Jean Marie Takouleu : Comme chaque année depuis 2015, l’Afrique célèbre ce 25 juillet, la Journée des mers et des océans. Votre pays le Sénégal dispose d’un littoral qui s’étend sur 700 km. Qu’est-ce que cette journée évoque pour vous ?
Magatte Niang : En tant que citoyen sénégalais et acteur de la vie publique, j’ai une histoire particulière parce que je viens d’une famille de pêcheurs établie à Guet Ndar à Saint-Louis. Ils subissent le dérèglement climatique qui se manifeste par la montée du niveau de la mer. Les habitants du village sont donc contraints de partir. La question de l’accès à l’océan se pose également à cause de la privatisation du littoral. Heureusement, les nouvelles autorités sont en train de mener un projet global pour que tout le monde ait accès au littoral et à l’océan. Je pense que c’est important.

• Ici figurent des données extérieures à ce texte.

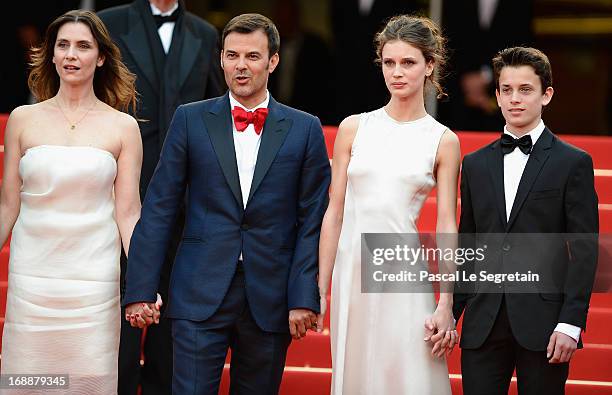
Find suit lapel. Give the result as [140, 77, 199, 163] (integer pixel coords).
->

Plus globalement, la communauté internationale doit aider les pays qui sont moins avancés à régler ces problèmes. Parce qu’il y a des urgences un peu partout : l’accès à l’eau potable, les soins de santé, l’éducation, le social, etc. En outre, il va falloir réparer les conséquences du dérèglement climatique qui date de longtemps et dont nous ne sommes pas les principaux acteurs. Je pense qu’il faut une solidarité dans ce cadre-là et essayer peut-être d’aider les localités qui en souffrent comme chez moi à Guet Ndar pour que les populations puissent continuer l’activité de pêche.
Vous êtes à la tête de la SEN’EAU (Eau du Sénégal) depuis bientôt un an et votre société assure le service public de l’eau potable dans les zones urbaines et périurbaines du Sénégal depuis le 1er janvier 2020. Qu’est-ce qui a véritablement changé dans le quotidien des Sénégalais en matière d’approvisionnement en eau potable ?
Nous sommes fiers d’avoir réglé le problème de la distribution, la disponibilité de l’eau dans tous les périmètres, et notamment à Dakar. Dans la capitale, il y avait 403 quartiers qui manquaient d’eau il y a quelques années. Les Dakarois n’avaient de l’eau que quelques heures dans la journée. La situation s’est nettement améliorée avec la mise en service de la troisième usine d’eau potable de Keur Momar Sarr (KMS3) en 2021 et depuis lors, nous sommes passés de 403 à une dizaine de quartiers qui connaissent encore des manques d’eau notamment en période de pointe avec un pic de consommation du fait de la montée de la température avec la chaleur qui impacte sur la demande en eau.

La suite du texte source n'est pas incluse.